Maybe make Celtic traditions stronger in England proper by avoiding the Saxon invasions? That would give the Celtic Church a major urban center in Londinium to be based out of, which could give it more political prominence regionally. Other than that, there were already some changes made to early Celtic mythology to Christianize it; all that would have to be done is for these Christianized myths to be accepted as canon by the local church and then for said local church to split off from Rome.
I think
@CountPeter is interested in this stuff, maybe he'll have some better answers.
Or, for more fun, have rome not conquer britain, but have a native celtic kingdom in Kent or something modernize off of rome. This keeps the urban areas that would come with empire as celtic as possible-oh they'd liken themselves Roman's in the way the Frank's did, but they'd remain distinct.
Further, this makes it so Britain doesnt lose the warrior culture of the celts, preparing them to ward off the saxons better.
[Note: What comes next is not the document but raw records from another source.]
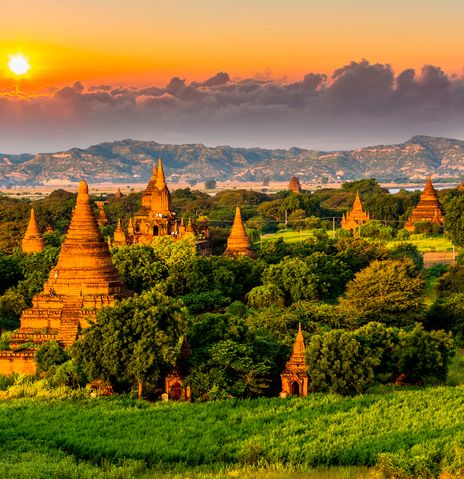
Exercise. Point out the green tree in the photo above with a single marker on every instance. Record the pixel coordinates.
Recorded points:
(139, 266)
(454, 221)
(134, 341)
(386, 291)
(339, 363)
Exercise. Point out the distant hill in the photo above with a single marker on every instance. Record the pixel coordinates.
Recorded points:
(131, 161)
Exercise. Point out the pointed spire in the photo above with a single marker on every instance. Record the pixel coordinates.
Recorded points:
(238, 243)
(84, 264)
(160, 179)
(33, 241)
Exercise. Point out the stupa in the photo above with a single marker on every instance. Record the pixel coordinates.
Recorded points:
(102, 220)
(33, 241)
(295, 376)
(238, 243)
(174, 386)
(83, 280)
(294, 185)
(356, 217)
(157, 218)
(428, 210)
(119, 235)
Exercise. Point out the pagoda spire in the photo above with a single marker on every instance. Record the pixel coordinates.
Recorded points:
(84, 264)
(160, 178)
(33, 241)
(238, 243)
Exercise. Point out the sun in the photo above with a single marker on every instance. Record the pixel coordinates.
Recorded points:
(19, 64)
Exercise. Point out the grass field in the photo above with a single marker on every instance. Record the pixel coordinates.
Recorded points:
(420, 432)
(423, 242)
Other than that I only have two things for this tl:
No catholic england means no crusader England, which might stop independent Portugal, which has serious butterflies across the age of exploration
And the pope is going to be far, far less of a kingmaker, by the nature of a western church and an eastern church existing alongside the Catholics, so we could wind up with further splintering. No designated "reformation," but we could see a "Hispanic Church," or something if spain ever gets into enough of a tiff with Rome, or if the Celtic British are more useful in the reconquista than I originally gave credit to.